Gaffoglio Family Metalcrafters Inc. used to be a body shop,the kind where you’d take a Ferrari to get its top chopped off.
Thirty years later, the Fountain Valley company, known as Metalcrafters, makes prototypes of planes, trains and automobiles, but mostly autos.
Auto designers come up with ideas for cars and then hire Metalcrafters to turn them into working vehicles at its 130,000-square-foot factory.
Automakers then promote the prototypes at auto shows, hoping to create enough interest to possibly mass produce a version of the vehicles.
Metalcrafters works with the design arms of big automakers, such as Toyota Motor Corp.’s Calty Design Research Inc. in Newport Beach and Mitsubishi Motors North America Inc.’s design center in Cypress. It also works with independent design shops including Foose Design Inc. in Huntington Beach.
The company does some custom work.
It stretched Shaquille O’Neal’s Lamborghini by a foot so that he could sit comfortably.

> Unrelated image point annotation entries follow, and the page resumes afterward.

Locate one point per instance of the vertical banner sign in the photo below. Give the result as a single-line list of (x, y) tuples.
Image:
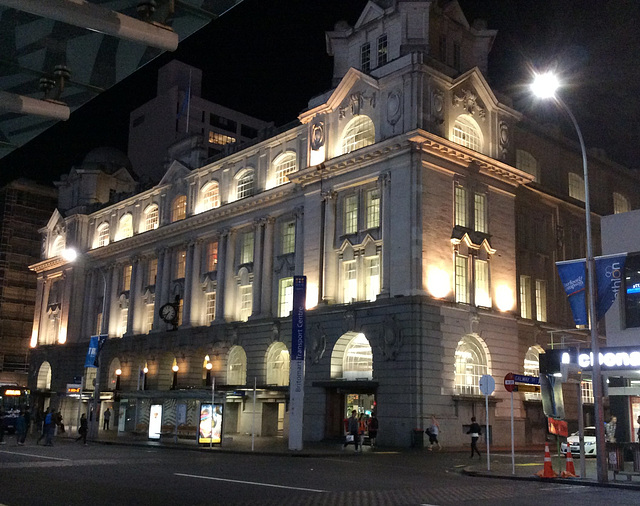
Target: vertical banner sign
[(609, 272), (572, 275), (296, 378)]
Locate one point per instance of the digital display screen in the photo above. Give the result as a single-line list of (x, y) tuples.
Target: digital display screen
[(210, 425)]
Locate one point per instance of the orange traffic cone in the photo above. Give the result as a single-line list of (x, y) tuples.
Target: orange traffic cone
[(571, 470), (548, 471)]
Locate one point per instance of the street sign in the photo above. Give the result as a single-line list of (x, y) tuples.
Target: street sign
[(509, 382), (487, 384)]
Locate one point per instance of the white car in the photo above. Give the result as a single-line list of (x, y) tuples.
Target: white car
[(573, 441)]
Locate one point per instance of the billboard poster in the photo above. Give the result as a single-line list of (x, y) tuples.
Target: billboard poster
[(155, 421), (210, 425)]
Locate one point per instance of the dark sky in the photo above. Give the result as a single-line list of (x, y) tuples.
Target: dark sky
[(267, 58)]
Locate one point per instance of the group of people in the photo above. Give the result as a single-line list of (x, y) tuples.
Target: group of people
[(356, 428)]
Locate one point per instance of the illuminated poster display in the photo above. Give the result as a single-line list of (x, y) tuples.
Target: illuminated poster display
[(155, 421), (210, 427)]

Metalcrafters also built the body and made the glass for Jay Leno’s biodiesel EcoJet car.
The EcoJet is a collaboration between Leno, who came up with the idea, and General Motors Advanced Design Studio in North Hollywood.

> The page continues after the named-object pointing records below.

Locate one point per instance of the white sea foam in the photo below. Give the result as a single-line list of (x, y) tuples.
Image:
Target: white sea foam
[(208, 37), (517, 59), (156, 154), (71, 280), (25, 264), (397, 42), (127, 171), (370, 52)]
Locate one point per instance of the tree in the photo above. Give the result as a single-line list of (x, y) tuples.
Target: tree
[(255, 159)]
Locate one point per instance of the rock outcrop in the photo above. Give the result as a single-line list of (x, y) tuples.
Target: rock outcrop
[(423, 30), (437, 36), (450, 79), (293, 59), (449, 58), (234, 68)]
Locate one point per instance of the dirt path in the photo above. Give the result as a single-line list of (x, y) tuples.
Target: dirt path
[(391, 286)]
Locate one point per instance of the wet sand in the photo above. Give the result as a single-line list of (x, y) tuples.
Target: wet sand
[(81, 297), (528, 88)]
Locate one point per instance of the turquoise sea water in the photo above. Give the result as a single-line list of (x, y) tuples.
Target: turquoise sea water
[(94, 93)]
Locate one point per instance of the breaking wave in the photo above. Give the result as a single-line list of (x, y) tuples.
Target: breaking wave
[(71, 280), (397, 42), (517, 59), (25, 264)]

Metalcrafters builds about five to eight concept autos a year from the ground up, including interiors. The engines and transmissions come from suppliers.
The company’s glass shop cranks out about 20,000 to 30,000 pieces a year for the windows of cars, planes and trains.
150 Workers
Metalcrafters employs about 150 people, most of whom work in the factory. The company doesn’t disclose sales.
Chief Executive George Gaffoglio and his father, John Gaffoglio, founded Metalcrafters in 1979 in Santa Ana.
“The family trade is shaping metal by hand, not that we do too much of that these days,” George Gaffoglio said.
The company now has giant, million-dollar machines carving and shaping metal.
Brother Ruben Gaffoglio, Metalcrafters’ president, helps his brother run the company. Michael Alexander is chief operations officer and part owner. One of George Gaffoglio’s five children also is involved in the family business.
Argentina
George Gaffoglio and his father hail from Argentina. The senior Gaffoglio, now retired in Buenos Aries, started shaping metal as a teen.
“His dream was to come to the U.S.,” George Gaffoglio said. “One day he packed up the whole family and moved to California.”
His father didn’t know anyone when he arrived here with his family in tow. George Gaffoglio said his dad is a visionary with a lot of street smarts.
“The old man is still kind of crazy, very talented,” he said.
As a teen, George Gaffoglio worked with his father at auto body shops in Los Angeles and Orange County. They worked for about four years in shops owned by others before opening their own. Neither George Gaffoglio nor his brother finished high school.
George Gaffoglio calls himself a hands-on manager, involved in the research and development aspects of the business and monitoring quality. All of management is hands-on, he said.
One of Metalcrafters’ first projects was the Chrysler K-car. It built six K-cars, which became the basis for the Dodge Aries, Plymouth Reliant and others. The K-car, developed in the 1980s, is credited with helping Chrysler LLC’s then-chairman Lee Iacocca rescue the company from bankruptcy.
One of Metalcrafters’ latest projects is the Scorpion. It’s building a prototype for Ronn Motor Co., a custom automaker in Texas.
The Scorpion is a luxury sportscar with a hybrid engine.
The car is billed as a green version of a Lamborghini or a Ferrari.
“I kind of wanted to help change the world today, my little bit,” said Ronn Maxwell, chief executive of Ronn Motor. “I still want to make cool cars. I still want to make fast cars. But I want to do it more responsibly.”
The Scorpion is expected to sell for $150,000 with a limited edition going for $250,000. About 10 people have put down deposits on the car, Maxwell said.
Maxwell called on Metalcrafters to get the car made.
“I don’t think there’s anyone else who can do what they do,” he said. “I asked them to do something short of a miracle.”
There was a three-month deadline to get the car ready for the Specialty Equipment Marketing Association automotive trade show in Las Vegas starting Nov. 4, according to Maxwell.
George Gaffoglio said his company usually gets projects on short notice with quick turnaround times.
“That’s what we specialize in,” he said. “They say jump and I say how high.”